The Third Mind is a combination literary essay and writing collection showcasing a form of writing popularized by Burroughs and Gysin in the 1960s called "cut-ups". Cut-ups involves taking (usually) unrelated texts, literally cutting the pages up, and then combining and rearranging the pieces to form new narratives and often-surreal images. This form of writing can also be adapted for filmmaking, as demonstrated by Burroughs and director Antony Balch in their early 1960s short film, The Cut-Ups.
The book contains numerous short fiction pieces demonstrating or related to the cut up method. Also included is poetry by Gysin and an interview with Burroughs. Some chapters had previously been published in various literary journals between 1960 and 1973.

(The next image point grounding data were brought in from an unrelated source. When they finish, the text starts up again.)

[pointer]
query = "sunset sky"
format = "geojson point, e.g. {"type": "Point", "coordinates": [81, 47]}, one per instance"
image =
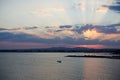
{"type": "Point", "coordinates": [26, 24]}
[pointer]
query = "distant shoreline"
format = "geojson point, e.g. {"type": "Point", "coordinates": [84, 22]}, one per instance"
{"type": "Point", "coordinates": [95, 56]}
{"type": "Point", "coordinates": [64, 49]}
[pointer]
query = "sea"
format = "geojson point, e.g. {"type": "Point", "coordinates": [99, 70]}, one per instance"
{"type": "Point", "coordinates": [45, 66]}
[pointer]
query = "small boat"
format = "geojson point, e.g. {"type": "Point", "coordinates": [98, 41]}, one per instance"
{"type": "Point", "coordinates": [59, 61]}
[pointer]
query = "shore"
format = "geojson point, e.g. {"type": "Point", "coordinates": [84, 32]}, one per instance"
{"type": "Point", "coordinates": [95, 56]}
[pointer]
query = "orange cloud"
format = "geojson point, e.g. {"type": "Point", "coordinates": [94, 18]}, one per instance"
{"type": "Point", "coordinates": [102, 10]}
{"type": "Point", "coordinates": [47, 12]}
{"type": "Point", "coordinates": [91, 34]}
{"type": "Point", "coordinates": [94, 34]}
{"type": "Point", "coordinates": [96, 46]}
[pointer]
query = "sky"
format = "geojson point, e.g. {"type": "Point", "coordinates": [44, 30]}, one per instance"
{"type": "Point", "coordinates": [27, 24]}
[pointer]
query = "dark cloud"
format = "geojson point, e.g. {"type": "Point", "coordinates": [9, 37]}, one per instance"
{"type": "Point", "coordinates": [65, 26]}
{"type": "Point", "coordinates": [1, 29]}
{"type": "Point", "coordinates": [115, 6]}
{"type": "Point", "coordinates": [10, 29]}
{"type": "Point", "coordinates": [108, 29]}
{"type": "Point", "coordinates": [29, 28]}
{"type": "Point", "coordinates": [22, 37]}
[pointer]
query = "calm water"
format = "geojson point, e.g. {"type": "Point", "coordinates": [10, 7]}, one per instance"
{"type": "Point", "coordinates": [43, 66]}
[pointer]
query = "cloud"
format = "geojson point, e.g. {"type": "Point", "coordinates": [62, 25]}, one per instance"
{"type": "Point", "coordinates": [12, 29]}
{"type": "Point", "coordinates": [65, 26]}
{"type": "Point", "coordinates": [115, 6]}
{"type": "Point", "coordinates": [29, 28]}
{"type": "Point", "coordinates": [107, 29]}
{"type": "Point", "coordinates": [47, 12]}
{"type": "Point", "coordinates": [102, 9]}
{"type": "Point", "coordinates": [27, 38]}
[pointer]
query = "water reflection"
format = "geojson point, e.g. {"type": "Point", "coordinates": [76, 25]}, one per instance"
{"type": "Point", "coordinates": [43, 66]}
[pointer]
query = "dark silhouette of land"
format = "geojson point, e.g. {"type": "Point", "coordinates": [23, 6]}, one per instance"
{"type": "Point", "coordinates": [63, 49]}
{"type": "Point", "coordinates": [96, 56]}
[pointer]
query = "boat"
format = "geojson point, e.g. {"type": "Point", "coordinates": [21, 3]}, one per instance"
{"type": "Point", "coordinates": [59, 61]}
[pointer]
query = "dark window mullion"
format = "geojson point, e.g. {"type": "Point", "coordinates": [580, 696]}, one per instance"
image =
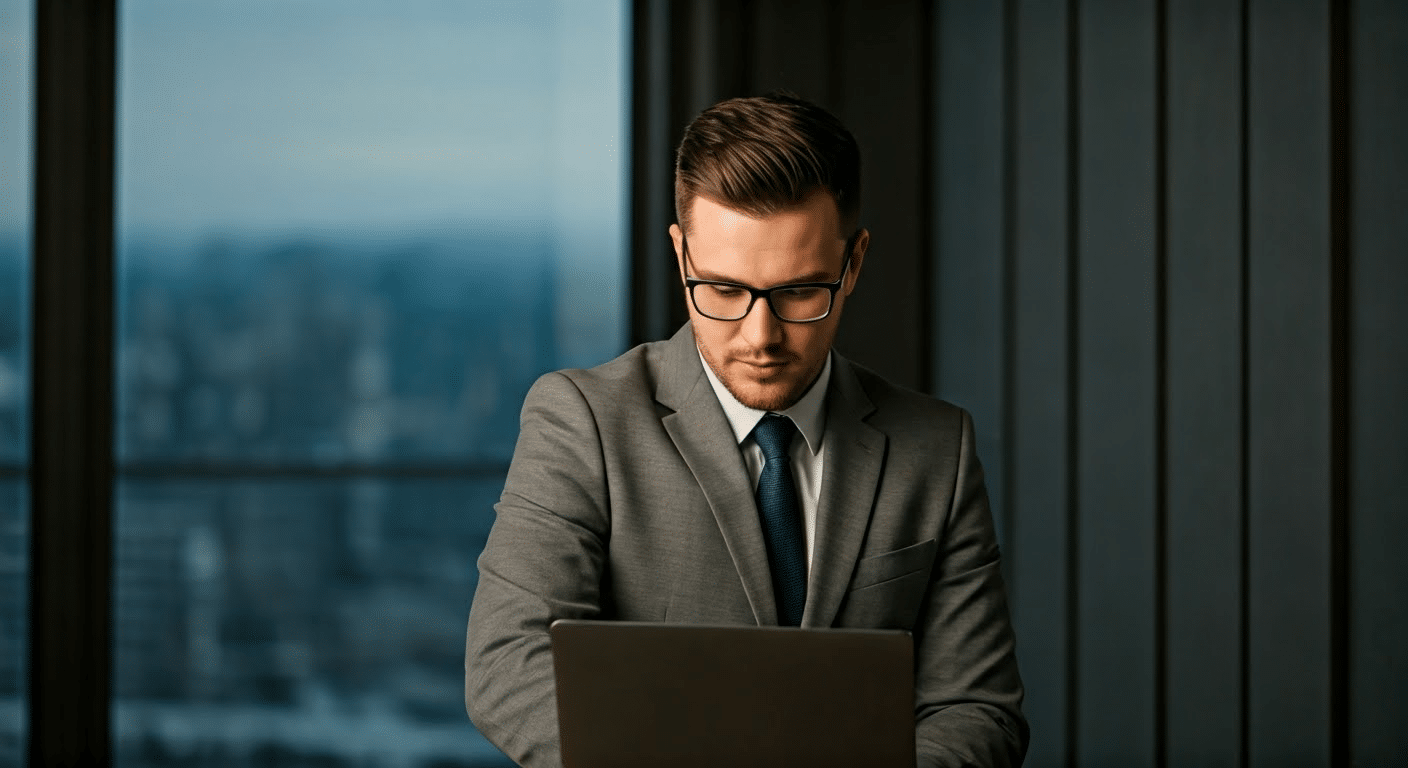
{"type": "Point", "coordinates": [72, 385]}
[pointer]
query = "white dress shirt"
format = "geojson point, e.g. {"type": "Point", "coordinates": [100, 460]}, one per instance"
{"type": "Point", "coordinates": [810, 419]}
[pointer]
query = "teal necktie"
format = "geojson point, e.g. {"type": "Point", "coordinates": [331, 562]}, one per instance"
{"type": "Point", "coordinates": [782, 519]}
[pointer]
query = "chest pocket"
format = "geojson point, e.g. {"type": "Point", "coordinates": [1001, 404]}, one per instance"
{"type": "Point", "coordinates": [886, 591]}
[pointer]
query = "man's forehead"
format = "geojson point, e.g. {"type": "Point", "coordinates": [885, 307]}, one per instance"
{"type": "Point", "coordinates": [814, 220]}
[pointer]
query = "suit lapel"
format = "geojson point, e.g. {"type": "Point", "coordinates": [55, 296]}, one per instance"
{"type": "Point", "coordinates": [701, 434]}
{"type": "Point", "coordinates": [853, 461]}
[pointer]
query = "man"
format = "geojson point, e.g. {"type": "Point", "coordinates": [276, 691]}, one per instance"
{"type": "Point", "coordinates": [742, 471]}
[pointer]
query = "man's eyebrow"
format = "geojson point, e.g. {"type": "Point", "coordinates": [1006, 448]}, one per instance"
{"type": "Point", "coordinates": [807, 278]}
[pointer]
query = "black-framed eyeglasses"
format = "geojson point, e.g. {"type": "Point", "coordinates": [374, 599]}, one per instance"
{"type": "Point", "coordinates": [790, 303]}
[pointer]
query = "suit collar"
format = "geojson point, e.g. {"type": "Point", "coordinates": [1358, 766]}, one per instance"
{"type": "Point", "coordinates": [704, 440]}
{"type": "Point", "coordinates": [853, 461]}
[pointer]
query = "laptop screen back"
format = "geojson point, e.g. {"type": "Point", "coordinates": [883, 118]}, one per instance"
{"type": "Point", "coordinates": [635, 694]}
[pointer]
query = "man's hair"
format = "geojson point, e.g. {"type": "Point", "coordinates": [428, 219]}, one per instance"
{"type": "Point", "coordinates": [766, 154]}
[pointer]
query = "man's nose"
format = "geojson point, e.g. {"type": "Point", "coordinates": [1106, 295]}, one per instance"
{"type": "Point", "coordinates": [761, 326]}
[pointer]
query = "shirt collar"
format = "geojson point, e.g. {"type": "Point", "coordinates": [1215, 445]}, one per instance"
{"type": "Point", "coordinates": [807, 413]}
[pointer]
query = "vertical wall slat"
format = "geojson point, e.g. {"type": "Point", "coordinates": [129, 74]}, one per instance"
{"type": "Point", "coordinates": [884, 102]}
{"type": "Point", "coordinates": [1117, 392]}
{"type": "Point", "coordinates": [1289, 385]}
{"type": "Point", "coordinates": [1379, 379]}
{"type": "Point", "coordinates": [1039, 423]}
{"type": "Point", "coordinates": [792, 48]}
{"type": "Point", "coordinates": [966, 226]}
{"type": "Point", "coordinates": [1204, 376]}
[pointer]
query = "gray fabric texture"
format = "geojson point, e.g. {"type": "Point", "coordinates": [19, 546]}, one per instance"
{"type": "Point", "coordinates": [628, 499]}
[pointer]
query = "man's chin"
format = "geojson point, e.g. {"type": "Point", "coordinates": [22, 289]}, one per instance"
{"type": "Point", "coordinates": [765, 395]}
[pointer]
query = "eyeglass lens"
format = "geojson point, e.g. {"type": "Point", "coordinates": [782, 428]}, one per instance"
{"type": "Point", "coordinates": [797, 305]}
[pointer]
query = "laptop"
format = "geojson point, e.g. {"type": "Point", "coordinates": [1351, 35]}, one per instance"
{"type": "Point", "coordinates": [683, 695]}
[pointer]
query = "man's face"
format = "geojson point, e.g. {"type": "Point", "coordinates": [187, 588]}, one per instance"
{"type": "Point", "coordinates": [766, 362]}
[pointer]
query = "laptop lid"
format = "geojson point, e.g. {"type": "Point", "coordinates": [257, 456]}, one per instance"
{"type": "Point", "coordinates": [641, 694]}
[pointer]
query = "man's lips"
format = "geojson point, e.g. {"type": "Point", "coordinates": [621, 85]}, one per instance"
{"type": "Point", "coordinates": [762, 365]}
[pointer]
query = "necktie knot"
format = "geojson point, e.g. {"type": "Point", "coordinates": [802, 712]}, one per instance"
{"type": "Point", "coordinates": [773, 434]}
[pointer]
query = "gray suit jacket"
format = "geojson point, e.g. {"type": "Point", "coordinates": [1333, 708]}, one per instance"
{"type": "Point", "coordinates": [628, 499]}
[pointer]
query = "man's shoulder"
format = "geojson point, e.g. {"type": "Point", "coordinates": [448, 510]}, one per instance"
{"type": "Point", "coordinates": [893, 402]}
{"type": "Point", "coordinates": [631, 374]}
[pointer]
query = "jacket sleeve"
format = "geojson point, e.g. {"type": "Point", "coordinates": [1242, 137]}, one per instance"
{"type": "Point", "coordinates": [542, 561]}
{"type": "Point", "coordinates": [968, 688]}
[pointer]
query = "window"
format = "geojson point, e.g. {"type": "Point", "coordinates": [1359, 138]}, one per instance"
{"type": "Point", "coordinates": [349, 236]}
{"type": "Point", "coordinates": [16, 92]}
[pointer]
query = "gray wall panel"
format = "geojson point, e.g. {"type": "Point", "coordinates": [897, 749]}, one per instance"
{"type": "Point", "coordinates": [884, 102]}
{"type": "Point", "coordinates": [1117, 388]}
{"type": "Point", "coordinates": [1289, 368]}
{"type": "Point", "coordinates": [968, 226]}
{"type": "Point", "coordinates": [1039, 422]}
{"type": "Point", "coordinates": [1204, 378]}
{"type": "Point", "coordinates": [1379, 381]}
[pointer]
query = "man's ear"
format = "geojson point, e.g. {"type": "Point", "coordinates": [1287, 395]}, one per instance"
{"type": "Point", "coordinates": [858, 258]}
{"type": "Point", "coordinates": [677, 236]}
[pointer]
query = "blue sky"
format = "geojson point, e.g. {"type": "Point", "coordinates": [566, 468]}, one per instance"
{"type": "Point", "coordinates": [293, 114]}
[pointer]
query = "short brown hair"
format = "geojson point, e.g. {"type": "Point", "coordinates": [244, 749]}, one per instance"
{"type": "Point", "coordinates": [766, 154]}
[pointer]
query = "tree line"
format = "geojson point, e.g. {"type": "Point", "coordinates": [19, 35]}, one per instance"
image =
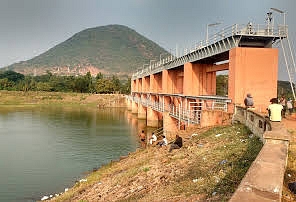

The Third Mind (as a concept) The significance of "The Third Mind" is that it is a shared consciousness that can only be reached by two (or more) people together-- they access a place that neither could reach alone. Person A and Person B can find new ideas in dialogue because they are improvisationally responding to each other's unpredictable mind. Burroughs was trying to access this unpredictability by cutting and rearranging texts into nonsensical riddles. By weaving the nonsense into a linear narrative, he forced himself into dialogue with an unpredictable "other". This practice builds on the classic Zen koan-- a riddle designed to transcend the "rational" mind and lead a student to satori (enlightenment).